Merge pull request #6794 from Shopify/josh-faith-pairing-01-20

FKauwe · web-flow · commit c8829ead609d · 2026-01-30T16:14:09.000Z
fix SSRF vulnerability in proxy.ts
diff --git a/.changeset/rich-swans-draw.md b/.changeset/rich-swans-draw.md
@@ -0,0 +1,5 @@
+---
+'@shopify/theme': patch
+---
+
+Protect SSRF vulnerability in proxy requests when hosts don't match
diff --git a/packages/theme/src/cli/utilities/theme-environment/proxy.test.ts b/packages/theme/src/cli/utilities/theme-environment/proxy.test.ts
@@ -1,4 +1,10 @@
-import {canProxyRequest, getProxyStorefrontHeaders, injectCdnProxy, patchRenderingResponse} from './proxy.js'
+import {
+  canProxyRequest,
+  getProxyStorefrontHeaders,
+  injectCdnProxy,
+  patchRenderingResponse,
+  proxyStorefrontRequest,
+} from './proxy.js'
 import {describe, test, expect} from 'vitest'
 import {createEvent} from 'h3'
 import {IncomingMessage, ServerResponse} from 'node:http'
@@ -338,4 +344,18 @@ describe('dev proxy', () => {
       expect(canProxyRequest(event)).toBeTruthy()
     })
   })
+  describe('proxyStorefrontRequest', () => {
+    test('should reject hostname mismatch and throw error for non-CDN paths (SSRF protection)', async () => {
+      const event = createH3Event('GET', '//evil.com/some-path')

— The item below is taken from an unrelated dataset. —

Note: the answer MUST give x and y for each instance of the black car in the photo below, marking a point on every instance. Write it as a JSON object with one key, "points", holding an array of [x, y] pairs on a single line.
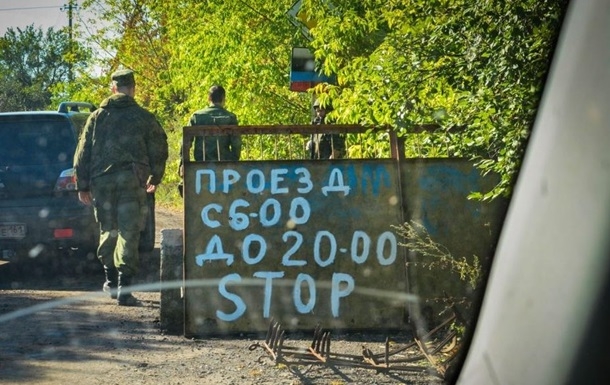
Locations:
{"points": [[39, 209]]}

+      await expect(proxyStorefrontRequest(event, ctx)).rejects.toThrow(
+        'Request failed: Hostname mismatch. Expected host: my-store.myshopify.com. Resulting URL hostname: evil.com',
+      )
+    })
+    test('should reject hostname mismatch and throw error for CDN paths (SSRF protection)', async () => {
+      const event = createH3Event('GET', '/ext/cdn//evil.com/some-path')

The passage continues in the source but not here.